Phenformin can also affect the tumor immune microenvironment. Recently, we demonstrated that phenformin selectively inhibits myeloid-derived suppressor cells (MDSC) in mice by inducing reactive oxygen species (12). Thus, phenformin has direct inhibitory effects on melanoma and may enhance the ability of the immune system to attack the tumor cells. With these findings in mind, we reasoned that combining phenformin with a RAF inhibitor would lead to enhanced responses in the treatment of patients with BRAF V600-mutated melanoma and could overcome resistance to the RAF inhibitor.

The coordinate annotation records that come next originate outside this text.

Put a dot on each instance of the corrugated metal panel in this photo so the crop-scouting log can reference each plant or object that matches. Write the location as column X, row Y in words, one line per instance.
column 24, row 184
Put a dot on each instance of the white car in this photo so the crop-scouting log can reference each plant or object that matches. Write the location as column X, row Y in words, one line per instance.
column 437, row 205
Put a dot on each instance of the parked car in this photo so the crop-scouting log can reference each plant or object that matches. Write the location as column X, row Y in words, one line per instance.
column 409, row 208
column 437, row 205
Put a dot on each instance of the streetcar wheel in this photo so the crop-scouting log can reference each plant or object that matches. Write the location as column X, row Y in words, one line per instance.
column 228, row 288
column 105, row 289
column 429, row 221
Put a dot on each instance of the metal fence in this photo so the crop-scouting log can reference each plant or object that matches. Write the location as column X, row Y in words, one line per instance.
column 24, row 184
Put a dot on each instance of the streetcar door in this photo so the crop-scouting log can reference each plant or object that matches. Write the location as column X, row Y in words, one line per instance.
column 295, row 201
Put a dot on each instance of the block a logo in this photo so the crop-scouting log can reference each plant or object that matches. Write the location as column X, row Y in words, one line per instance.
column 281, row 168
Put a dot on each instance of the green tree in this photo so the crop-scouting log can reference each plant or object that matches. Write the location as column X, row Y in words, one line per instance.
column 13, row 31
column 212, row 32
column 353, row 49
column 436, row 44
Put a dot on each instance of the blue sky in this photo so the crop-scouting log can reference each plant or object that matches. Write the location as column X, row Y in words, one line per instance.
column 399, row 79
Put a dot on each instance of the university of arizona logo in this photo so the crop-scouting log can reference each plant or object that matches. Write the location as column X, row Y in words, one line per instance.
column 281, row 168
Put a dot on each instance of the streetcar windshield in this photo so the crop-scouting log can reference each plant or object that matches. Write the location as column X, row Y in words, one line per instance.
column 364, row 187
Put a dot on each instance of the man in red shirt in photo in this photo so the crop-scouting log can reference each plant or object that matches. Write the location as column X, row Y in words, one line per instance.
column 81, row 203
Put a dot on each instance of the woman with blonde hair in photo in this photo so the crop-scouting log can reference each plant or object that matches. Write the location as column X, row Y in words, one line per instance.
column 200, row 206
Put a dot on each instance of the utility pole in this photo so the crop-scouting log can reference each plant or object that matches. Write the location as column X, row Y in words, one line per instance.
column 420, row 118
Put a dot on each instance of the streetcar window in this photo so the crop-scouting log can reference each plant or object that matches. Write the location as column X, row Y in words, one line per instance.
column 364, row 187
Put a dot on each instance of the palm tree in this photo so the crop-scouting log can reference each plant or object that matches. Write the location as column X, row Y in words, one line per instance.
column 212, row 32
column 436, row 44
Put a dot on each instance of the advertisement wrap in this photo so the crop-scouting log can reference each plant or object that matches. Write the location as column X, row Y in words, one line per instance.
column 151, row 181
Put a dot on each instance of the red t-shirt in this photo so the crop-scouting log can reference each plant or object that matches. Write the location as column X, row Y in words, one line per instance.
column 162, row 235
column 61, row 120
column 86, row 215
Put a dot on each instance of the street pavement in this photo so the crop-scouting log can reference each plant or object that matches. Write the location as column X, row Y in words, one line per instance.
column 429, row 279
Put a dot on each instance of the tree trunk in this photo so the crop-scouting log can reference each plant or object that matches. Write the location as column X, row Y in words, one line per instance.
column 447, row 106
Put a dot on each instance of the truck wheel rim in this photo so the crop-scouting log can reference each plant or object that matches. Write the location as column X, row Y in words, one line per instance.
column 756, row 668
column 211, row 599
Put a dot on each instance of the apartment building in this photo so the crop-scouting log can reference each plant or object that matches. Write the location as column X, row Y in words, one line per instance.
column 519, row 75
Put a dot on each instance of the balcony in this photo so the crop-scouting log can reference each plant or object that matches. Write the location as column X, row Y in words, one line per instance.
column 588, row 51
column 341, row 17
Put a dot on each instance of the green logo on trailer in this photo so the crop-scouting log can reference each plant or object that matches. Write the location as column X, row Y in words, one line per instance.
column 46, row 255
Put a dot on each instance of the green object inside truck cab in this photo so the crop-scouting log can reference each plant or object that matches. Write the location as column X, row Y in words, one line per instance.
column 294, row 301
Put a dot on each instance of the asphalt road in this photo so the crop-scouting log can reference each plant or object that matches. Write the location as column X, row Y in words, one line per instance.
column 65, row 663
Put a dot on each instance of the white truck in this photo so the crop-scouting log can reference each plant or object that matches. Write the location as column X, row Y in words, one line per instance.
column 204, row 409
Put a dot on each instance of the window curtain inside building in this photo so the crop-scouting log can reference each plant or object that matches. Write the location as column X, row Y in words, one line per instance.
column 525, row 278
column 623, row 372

Phenformin, typically at doses of 50–100 mg/day (13–15), was used for the treatment of type 2 diabetes. In 1978, the FDA took it off the market in the United States (16) because it was associated with rare cases of lactic acidosis which was fatal in about 50% of cases, although many of the cases occurred in patients with poorly-controlled diabetes with significant renal and/or hepatic dysfunction. Given the known toxicities of phenformin, including lactic acidosis, we sought to establish the safety of combining phenformin with a RAF inhibitor/MEK inhibitor combination such as dabrafenib/trametinib. We also tested the hypothesis that phenformin would decrease peripheral MDSCs.

Bulk phenformin was provided by the Division of Cancer Treatment and Diagnosis of the NCI under a materials transfer agreement. Phenformin was encapsulated at the Pharmaceutical Product Facility at Memorial Sloan Kettering Cancer Center (MSKCC) under cGMP procedures. The final product was evaluated for accuracy using UV-high-pressure liquid chromatography (HPLC) in accordance with USP <621>, uniformity of dosage USP <905>, dissolution USP <711>, water content (Karl Fischer) USP <921> as well as analysis for impurities in accordance with USP <232>. These tests were conducted after encapsulation and at 3, 6, 12, 24, and 36 months thereafter. The 50 mg Phenformin HCl (42.5 mg phenformin) capsules contained the following excipients: Microcrystalline Cellulose NF, Sorbitol Powder NF, Sodium Croscarmellose NF, and were encapsulated into Coni-Snap Hard Gelatin Capsule-size 3. These capsules were packaged into Rexam L-60 Screw-Loc Clear-Vu vials (13-dram vial) with child resistant closure. Each vial had a security foil tape. These phenformin capsules were used under an IND 130924 granted by the FDA.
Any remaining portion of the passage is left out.